Please do not report security vulnerabilities through public GitHub issues.

Instead, use the private reporting feature to ensure your report is handled confidentially and promptly.

When reporting a vulnerability, please include:

• A clear description of the vulnerability, including steps to reproduce it if possible.
• The version of Project KARL you are using.
• Any relevant logs, screenshots, or code snippets that can help us understand the issue.
• Your contact information (email or GitHub username) so we can follow up with you.
• Any additional context that may help us assess the impact and severity of the vulnerability.
• If you have a proposed fix or mitigation, please include that as well.
• If you prefer to remain anonymous, please let us know, and we will respect your wishes.

When you report a vulnerability to us, we pledge to:

1. Acknowledge receipt of your report promptly, typically within 48-72 hours.
2. Investigate the report thoroughly and work with you to understand the scope and impact of the issue.
3. Keep you informed of our progress as we work on a fix.
4. Provide credit for your discovery once the vulnerability has been addressed and disclosed, unless you prefer to remain anonymous.
5. Release a patch and security advisory in a timely manner.

We kindly ask that you do not disclose the vulnerability publicly until a patch has been released and we have had a chance to coordinate on a public announcement.

Project KARL's core philosophy is privacy-first and on-device processing.

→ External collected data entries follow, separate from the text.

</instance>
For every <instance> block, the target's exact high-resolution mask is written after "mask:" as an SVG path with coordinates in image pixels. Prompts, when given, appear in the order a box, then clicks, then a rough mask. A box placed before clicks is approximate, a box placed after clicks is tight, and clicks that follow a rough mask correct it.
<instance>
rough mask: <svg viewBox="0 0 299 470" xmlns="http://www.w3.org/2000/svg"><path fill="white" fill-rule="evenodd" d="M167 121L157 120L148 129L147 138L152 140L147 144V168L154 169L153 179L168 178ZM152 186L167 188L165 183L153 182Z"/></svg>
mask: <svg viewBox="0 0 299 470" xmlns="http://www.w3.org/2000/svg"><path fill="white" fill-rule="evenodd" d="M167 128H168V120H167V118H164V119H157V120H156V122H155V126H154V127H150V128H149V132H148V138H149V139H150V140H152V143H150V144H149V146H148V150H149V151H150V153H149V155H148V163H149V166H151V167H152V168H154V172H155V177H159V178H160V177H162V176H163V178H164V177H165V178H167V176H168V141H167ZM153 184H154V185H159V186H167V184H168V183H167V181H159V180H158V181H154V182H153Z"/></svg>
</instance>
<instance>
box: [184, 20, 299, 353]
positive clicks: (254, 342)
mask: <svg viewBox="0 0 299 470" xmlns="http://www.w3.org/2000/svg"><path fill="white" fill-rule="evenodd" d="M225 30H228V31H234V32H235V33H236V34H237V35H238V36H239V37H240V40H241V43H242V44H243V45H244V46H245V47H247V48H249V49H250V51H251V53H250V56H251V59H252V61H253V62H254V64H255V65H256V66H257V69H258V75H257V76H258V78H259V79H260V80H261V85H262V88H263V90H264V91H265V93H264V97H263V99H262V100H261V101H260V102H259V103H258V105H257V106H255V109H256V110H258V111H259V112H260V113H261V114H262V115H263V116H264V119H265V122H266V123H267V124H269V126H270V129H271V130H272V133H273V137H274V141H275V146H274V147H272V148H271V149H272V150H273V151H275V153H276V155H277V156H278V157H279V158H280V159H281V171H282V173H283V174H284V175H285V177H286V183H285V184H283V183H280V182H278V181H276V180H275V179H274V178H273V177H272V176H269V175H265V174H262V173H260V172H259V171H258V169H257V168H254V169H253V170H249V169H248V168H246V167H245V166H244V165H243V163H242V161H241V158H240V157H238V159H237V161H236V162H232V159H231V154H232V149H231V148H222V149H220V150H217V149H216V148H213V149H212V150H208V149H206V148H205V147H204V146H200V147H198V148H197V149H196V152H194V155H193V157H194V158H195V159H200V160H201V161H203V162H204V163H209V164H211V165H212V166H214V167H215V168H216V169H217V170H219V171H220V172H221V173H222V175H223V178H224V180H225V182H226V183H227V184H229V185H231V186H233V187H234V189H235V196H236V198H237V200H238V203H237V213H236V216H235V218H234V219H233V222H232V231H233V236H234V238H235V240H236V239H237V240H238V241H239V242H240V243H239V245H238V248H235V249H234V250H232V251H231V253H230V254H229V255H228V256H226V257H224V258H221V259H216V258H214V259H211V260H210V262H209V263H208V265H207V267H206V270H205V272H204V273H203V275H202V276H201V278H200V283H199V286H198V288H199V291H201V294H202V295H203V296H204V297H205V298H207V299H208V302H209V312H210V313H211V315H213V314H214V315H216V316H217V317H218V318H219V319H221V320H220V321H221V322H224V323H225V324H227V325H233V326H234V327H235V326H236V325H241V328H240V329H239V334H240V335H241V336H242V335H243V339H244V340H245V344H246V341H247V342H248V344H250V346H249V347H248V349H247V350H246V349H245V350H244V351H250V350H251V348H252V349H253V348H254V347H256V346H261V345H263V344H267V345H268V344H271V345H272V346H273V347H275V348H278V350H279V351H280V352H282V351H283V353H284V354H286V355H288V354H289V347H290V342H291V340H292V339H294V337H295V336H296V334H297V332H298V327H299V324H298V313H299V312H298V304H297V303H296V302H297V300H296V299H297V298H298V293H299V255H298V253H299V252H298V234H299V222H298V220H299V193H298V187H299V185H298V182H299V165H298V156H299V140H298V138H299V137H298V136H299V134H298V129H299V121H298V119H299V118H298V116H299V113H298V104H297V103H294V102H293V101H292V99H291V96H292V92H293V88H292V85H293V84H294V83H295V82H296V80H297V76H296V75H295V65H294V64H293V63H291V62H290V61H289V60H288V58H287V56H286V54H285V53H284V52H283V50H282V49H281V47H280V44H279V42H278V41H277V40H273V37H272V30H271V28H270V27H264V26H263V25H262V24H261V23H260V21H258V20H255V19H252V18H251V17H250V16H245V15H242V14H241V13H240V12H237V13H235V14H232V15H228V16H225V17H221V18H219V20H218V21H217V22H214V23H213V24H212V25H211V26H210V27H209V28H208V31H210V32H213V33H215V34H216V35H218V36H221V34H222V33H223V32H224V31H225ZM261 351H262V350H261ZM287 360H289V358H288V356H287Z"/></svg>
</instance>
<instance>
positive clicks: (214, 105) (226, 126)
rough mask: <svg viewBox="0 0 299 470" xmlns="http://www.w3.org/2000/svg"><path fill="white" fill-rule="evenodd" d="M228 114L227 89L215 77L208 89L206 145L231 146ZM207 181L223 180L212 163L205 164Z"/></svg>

As such, our primary security concerns revolve around:

• Local Data Security: Vulnerabilities that could lead to unauthorized access, modification, or exfiltration of data stored locally by KARL's DataStorage implementations (e.g., weaknesses in encryption, insecure file permissions).
• Model Integrity: Vulnerabilities that could allow an attacker to tamper with the locally stored AI model state (KarlContainerState), potentially leading to malicious or biased predictions.
• Denial of Service: Vulnerabilities where malformed input could cause the LearningEngine or other components to crash or enter an infinite loop, consuming excessive device resources.

Issues related to the security of the host application integrating KARL (e.g., an application's own insecure network communication, improper handling of user input outside of KARL) are generally considered out of scope for KARL's security policy, unless they are caused by a flaw in KARL's API design or implementation.

Thank you for helping keep Project KARL and its users secure.